Saya jadi ingat bagaimana kematian menghampiri dan mengajarkan sesuatu yang penting dalam hidup ini. Bahwa ia datang kapan saja, tanpa kita bisa menebaknya. Dan ia bisa pergi begitu saja, di saat kita merasa siap untuk kembali. Jadi, tak ada yang tahu pasti, "kapan hal itu terjadi", kecuali hanya Illahi Robbi. 

Kelahiran 

proses kelahiran manusia di dunia

Kehidupan manusia adalah perjalanan panjang yang bermula dari ketiadaan. Sebelum kita lahir, kita berada dalam alam ruh, sebagaimana disebutkan dalam QS. Al-A’raf: 172

“Dan (ingatlah) ketika Tuhanmu mengeluarkan keturunan anak-anak Adam dari sulbi mereka dan Allah mengambil kesaksian terhadap jiwa mereka (seraya berfirman), ‘Bukankah Aku ini Tuhanmu?’ Mereka menjawab, ‘Betul (Engkau Tuhan kami), kami menjadi saksi." ~ QS. Al-A’raf: 172

Ayat ini menunjukkan bahwa kehidupan kita bukanlah kebetulan, melainkan bagian dari rencana ilahi. Dalam filsafat, Plato juga berbicara tentang anamnesis, konsep bahwa jiwa manusia telah memiliki pengetahuan sebelum lahir dan kehidupan ini adalah proses mengingat kembali kebijaksanaan yang telah ada dalam diri.

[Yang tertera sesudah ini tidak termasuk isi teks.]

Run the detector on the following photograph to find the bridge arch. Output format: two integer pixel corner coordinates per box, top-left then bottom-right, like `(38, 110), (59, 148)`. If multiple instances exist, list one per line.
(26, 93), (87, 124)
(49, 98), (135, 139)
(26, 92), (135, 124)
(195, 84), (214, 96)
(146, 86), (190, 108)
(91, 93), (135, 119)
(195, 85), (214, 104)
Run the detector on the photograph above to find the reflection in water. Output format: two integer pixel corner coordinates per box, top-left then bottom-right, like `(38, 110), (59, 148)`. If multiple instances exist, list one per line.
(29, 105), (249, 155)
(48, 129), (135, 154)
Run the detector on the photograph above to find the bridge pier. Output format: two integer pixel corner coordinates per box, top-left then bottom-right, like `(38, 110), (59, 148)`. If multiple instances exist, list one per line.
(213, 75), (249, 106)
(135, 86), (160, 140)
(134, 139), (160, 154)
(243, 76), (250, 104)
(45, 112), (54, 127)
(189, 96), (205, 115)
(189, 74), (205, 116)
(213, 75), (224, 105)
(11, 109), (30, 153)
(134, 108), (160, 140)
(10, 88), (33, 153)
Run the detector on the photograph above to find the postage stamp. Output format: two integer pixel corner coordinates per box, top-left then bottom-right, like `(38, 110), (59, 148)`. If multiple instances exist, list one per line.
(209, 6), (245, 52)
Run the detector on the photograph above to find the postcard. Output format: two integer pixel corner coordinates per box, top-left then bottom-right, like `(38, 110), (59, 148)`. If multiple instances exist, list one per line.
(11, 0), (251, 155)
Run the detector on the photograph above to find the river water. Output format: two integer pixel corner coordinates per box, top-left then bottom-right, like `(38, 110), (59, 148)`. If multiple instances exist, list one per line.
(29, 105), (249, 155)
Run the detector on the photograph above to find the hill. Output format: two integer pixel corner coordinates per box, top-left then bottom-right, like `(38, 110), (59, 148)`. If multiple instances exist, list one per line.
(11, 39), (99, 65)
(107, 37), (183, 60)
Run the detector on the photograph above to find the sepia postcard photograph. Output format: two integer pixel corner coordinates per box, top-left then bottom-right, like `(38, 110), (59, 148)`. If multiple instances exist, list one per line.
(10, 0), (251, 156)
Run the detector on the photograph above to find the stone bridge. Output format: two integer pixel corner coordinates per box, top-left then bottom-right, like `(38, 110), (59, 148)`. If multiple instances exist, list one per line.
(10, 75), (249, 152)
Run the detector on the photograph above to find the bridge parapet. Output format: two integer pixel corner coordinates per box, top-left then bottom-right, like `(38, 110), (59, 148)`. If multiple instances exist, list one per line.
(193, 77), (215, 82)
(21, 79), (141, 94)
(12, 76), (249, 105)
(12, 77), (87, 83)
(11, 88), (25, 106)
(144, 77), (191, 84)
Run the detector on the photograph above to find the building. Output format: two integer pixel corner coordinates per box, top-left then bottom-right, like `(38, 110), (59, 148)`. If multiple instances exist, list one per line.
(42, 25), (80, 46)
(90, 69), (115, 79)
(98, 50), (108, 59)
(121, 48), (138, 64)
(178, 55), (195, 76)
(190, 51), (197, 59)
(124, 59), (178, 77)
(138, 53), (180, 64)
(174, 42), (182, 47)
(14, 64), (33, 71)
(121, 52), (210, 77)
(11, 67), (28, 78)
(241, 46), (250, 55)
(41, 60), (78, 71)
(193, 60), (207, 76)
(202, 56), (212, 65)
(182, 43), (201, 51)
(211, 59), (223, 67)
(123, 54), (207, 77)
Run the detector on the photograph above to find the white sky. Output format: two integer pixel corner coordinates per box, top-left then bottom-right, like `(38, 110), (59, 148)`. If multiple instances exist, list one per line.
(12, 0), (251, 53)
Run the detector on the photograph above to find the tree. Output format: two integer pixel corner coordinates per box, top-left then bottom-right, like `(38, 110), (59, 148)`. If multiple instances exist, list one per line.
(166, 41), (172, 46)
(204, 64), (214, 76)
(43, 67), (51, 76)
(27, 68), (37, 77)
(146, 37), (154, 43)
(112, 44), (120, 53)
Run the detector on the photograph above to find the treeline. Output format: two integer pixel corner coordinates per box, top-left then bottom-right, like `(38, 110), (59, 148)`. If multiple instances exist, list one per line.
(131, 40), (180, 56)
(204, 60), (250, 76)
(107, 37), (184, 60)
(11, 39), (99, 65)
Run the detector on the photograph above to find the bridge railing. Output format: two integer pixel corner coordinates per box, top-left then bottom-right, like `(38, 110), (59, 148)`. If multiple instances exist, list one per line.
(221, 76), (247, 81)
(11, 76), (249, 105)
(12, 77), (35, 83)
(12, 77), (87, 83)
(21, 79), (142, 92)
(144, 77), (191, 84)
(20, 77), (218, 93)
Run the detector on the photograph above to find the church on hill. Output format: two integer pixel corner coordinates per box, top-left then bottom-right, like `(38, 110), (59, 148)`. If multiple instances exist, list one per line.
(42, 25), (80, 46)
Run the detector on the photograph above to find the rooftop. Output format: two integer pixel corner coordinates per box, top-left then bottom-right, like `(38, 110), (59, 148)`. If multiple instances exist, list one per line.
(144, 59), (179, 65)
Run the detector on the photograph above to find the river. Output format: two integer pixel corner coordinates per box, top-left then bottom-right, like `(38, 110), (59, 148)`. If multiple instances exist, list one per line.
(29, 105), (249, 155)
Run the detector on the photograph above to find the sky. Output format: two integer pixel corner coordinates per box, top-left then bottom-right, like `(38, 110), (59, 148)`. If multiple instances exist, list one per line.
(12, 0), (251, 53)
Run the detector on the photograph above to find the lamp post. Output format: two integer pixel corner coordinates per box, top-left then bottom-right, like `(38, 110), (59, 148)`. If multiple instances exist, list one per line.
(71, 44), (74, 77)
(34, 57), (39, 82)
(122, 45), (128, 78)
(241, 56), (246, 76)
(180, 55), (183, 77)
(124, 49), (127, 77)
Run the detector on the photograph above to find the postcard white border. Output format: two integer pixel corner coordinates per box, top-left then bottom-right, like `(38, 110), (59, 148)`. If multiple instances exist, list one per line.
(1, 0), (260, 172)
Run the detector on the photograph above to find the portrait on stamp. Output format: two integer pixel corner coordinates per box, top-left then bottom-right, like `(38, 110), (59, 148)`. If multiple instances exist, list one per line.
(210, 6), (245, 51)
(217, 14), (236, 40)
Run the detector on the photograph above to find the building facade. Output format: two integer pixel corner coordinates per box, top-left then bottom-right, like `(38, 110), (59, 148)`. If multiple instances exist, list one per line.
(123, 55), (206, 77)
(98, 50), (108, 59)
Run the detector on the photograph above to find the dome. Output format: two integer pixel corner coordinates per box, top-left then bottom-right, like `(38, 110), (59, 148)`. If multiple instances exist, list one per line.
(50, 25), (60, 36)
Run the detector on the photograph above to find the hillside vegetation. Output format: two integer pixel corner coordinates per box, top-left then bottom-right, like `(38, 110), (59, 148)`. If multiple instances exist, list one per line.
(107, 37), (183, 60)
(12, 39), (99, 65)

Setelah melewati fase alam ruh, manusia lahir ke dunia dalam keadaan fitrah—suci tanpa dosa, sebagaimana sabda Rasulullah, “Setiap anak dilahirkan dalam keadaan fitrah. Maka kedua orang tuanya yang menjadikannya Yahudi, Nasrani, atau Majusi.” (HR. Muslim). 

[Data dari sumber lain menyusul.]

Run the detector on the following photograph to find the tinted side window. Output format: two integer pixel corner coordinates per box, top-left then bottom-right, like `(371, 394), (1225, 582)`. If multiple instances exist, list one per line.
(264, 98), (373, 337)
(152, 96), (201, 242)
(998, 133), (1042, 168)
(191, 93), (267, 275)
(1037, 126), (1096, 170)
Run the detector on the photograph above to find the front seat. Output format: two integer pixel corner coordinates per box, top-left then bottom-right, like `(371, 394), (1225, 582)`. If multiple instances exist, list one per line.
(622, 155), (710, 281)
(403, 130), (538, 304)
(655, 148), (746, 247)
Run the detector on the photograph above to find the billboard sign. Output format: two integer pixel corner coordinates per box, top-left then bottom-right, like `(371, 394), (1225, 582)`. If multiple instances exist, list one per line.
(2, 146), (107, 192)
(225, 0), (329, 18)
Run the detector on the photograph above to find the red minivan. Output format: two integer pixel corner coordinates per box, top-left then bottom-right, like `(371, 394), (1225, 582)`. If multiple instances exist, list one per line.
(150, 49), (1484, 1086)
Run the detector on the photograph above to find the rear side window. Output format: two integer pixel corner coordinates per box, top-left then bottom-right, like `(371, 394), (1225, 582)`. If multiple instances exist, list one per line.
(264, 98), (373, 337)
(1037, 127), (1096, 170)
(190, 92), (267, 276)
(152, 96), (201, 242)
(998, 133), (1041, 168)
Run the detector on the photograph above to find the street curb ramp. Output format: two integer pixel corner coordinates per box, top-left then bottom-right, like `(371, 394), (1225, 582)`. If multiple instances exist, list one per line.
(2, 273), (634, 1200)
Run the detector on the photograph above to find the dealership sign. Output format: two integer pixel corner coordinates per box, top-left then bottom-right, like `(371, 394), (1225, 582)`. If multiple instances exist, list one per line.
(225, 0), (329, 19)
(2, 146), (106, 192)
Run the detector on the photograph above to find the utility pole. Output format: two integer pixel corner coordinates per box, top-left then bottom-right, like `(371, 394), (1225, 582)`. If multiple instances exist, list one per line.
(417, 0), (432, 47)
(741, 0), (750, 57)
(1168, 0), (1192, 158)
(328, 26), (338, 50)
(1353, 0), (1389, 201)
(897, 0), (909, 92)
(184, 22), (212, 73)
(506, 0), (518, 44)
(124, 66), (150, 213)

Ini menunjukkan bahwa setiap manusia memiliki potensi kebaikan yang murni, tetapi lingkungan dan pilihan hidup akan membentuk jalan mereka. Filsuf Muslim seperti Ibn Sina menekankan pentingnya pendidikan dan pengalaman dalam membentuk karakter manusia, menegaskan bahwa akal dan jiwa berkembang seiring interaksi dengan dunia.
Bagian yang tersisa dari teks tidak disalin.